The key to this breakthrough field is in understanding the nanotechnology.
At the nanoscale, wood is made up of thousands of aligned nanofibres which form bundles that are bound together by lignin and then wrapped in hemicellulose. The grain of a wood is a result of these micrometre-wide, porous fibres being interspersed with long tubes called lumen, which help the plant to transport water from the roots to the leaves.
The similarity between many nanomaterials (such as carbon nanotubes) and the cellulose nanofibres in wood has already been noticed by many nanotechnology researchers. Liangbing Hu, for instance, is a material scientist at the University of Maryland who decided to remove the lignin from wood and then open up the intricate tube system to chemical modification.
“The tiny fibers had very similar dimensions [to carbon nanotubes], and their properties were similar too,” he recalls. “That’s why I got very excited about this material.”
It is also where nanotechnology theory becomes the reality of wood generating electricity.
“When the researchers soak a thin slice of wood in a sodium hydroxide–based electrolyte and sandwich it between platinum electrodes,” reports the scientific journal CE&N reports, “a little heat applied to one electrode generates electricity as the sodium ions from the electrolyte move through the cellulose chains. Such devices could scavenge low-level heat from machines or even from the human body to produce power.”
Wood as a Transistor
A further approach to using wood to generate electricity is by squeezing the nanofibres together. As they are formed in bundles with a highly organised crystalline structure (similar to that found in quartz and ceramics), they are piezoelectric materials. This means that when pressure is applied the material is deformed, but its movement generates an electrical current.
Other nanotechnology researchers are examining how to use wood’s structure as a scaffold that could be filled with highly conductive nanomaterials.
Doing so has enabled Isak Engquist and his colleagues at Linköping University to create the world’s first wooden transistor.
This was achieved by removing some of the lignin from a piece of balsa wood and then sandwiching a thin slice of polymer-coated wood between two slightly wider pieces of wood, before adding an electrolyte gel at the cross point.

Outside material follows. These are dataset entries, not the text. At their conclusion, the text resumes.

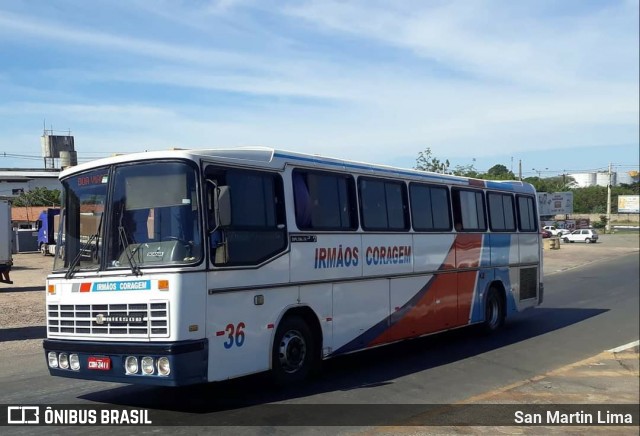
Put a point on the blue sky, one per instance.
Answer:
(553, 84)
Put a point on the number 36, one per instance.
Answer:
(235, 335)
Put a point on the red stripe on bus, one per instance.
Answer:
(447, 300)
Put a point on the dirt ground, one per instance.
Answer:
(22, 304)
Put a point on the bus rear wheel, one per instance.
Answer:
(494, 311)
(294, 351)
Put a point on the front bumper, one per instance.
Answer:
(188, 360)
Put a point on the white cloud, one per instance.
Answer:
(470, 78)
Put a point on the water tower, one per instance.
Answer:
(58, 147)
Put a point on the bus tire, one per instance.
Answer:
(294, 353)
(494, 311)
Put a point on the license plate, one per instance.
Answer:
(100, 363)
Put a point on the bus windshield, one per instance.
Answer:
(151, 218)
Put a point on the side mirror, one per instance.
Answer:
(222, 206)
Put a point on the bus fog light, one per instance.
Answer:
(164, 367)
(53, 359)
(131, 365)
(147, 365)
(64, 361)
(74, 362)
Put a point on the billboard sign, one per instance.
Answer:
(555, 203)
(628, 203)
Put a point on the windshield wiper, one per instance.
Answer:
(76, 260)
(135, 268)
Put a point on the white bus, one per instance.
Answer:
(190, 266)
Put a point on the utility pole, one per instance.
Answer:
(520, 169)
(608, 226)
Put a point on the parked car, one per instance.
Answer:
(581, 235)
(555, 231)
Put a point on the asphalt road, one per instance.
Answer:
(586, 310)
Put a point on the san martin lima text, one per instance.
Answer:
(581, 417)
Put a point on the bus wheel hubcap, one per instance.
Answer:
(292, 351)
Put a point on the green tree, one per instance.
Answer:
(38, 197)
(467, 171)
(427, 162)
(500, 172)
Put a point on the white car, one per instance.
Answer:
(555, 231)
(581, 235)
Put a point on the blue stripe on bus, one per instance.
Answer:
(363, 340)
(503, 186)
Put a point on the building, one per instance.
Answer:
(14, 181)
(584, 180)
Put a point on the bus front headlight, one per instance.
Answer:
(147, 365)
(53, 359)
(74, 362)
(63, 360)
(131, 365)
(164, 367)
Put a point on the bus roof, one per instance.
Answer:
(265, 157)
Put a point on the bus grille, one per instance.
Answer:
(134, 320)
(528, 283)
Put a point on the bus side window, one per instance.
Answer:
(302, 201)
(255, 228)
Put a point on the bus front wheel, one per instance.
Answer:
(294, 351)
(494, 312)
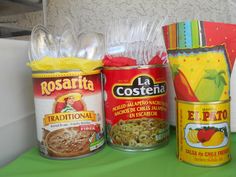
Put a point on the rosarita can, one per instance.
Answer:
(136, 107)
(69, 113)
(203, 132)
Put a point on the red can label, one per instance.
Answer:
(69, 113)
(136, 107)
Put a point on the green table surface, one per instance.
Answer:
(110, 162)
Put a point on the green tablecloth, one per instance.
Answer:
(109, 162)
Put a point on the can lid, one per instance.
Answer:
(62, 73)
(135, 67)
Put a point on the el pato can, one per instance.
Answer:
(69, 113)
(136, 107)
(203, 132)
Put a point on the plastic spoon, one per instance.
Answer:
(42, 43)
(91, 45)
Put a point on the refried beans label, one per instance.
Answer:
(136, 97)
(69, 113)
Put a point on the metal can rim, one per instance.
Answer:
(63, 73)
(135, 67)
(203, 102)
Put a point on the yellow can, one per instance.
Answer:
(203, 132)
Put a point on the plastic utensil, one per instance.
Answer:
(42, 43)
(91, 45)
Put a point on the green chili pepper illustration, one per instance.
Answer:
(211, 86)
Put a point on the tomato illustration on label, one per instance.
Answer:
(207, 136)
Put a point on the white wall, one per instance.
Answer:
(17, 122)
(93, 14)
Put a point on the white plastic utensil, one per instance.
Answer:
(91, 45)
(68, 44)
(42, 43)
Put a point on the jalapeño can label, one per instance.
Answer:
(136, 107)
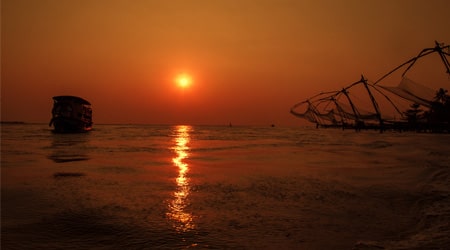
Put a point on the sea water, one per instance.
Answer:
(220, 187)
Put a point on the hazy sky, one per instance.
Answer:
(250, 60)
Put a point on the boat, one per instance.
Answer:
(71, 114)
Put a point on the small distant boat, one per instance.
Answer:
(71, 114)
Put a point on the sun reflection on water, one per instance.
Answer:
(183, 221)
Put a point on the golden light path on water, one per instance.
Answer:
(183, 221)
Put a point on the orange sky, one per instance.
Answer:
(250, 60)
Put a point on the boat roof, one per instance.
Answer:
(71, 98)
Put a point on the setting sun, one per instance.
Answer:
(183, 81)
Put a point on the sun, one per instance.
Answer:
(183, 81)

When an electrical current is applied to the wider pieces, a chemical reaction turns the polymer from a conductive to a non-conductive material. By turning the current off, the polymer returns to its conductive state – forming a transistor.
“The conducting polymers perform well when they are configured as a network of fibers,” Enquist explains. “The wood structure provides a template which offers exactly that.”
Alongside the very small current, the wood’s natural variations make the transistor unsuitable for use outside of a lab, but the proof-of-concept provides a great deal of hope for those hoping to see sustainable natural materials, such as wood, used as conductive raw materials.
Wood electronics could be especially useful in things that are meant to be disposable, such biomedical or environmental sensors that properly decompose after usage. Simplicity and aesthetics are also crucial, as it could replace bulky batteries and generators with wood electronics built into energy-producing parquet flooring, wood-based sensors integrated directly into structural beams, and wooden panels that regulate gadgets.
But on a commercial scale, by attempting to transport electrons through wood, a classic insulator, nanomaterial researchers are not just being innovative. They are defying the laws of nature to enhance raw materials in ways that provide manufacturers with desired properties and unique selling points.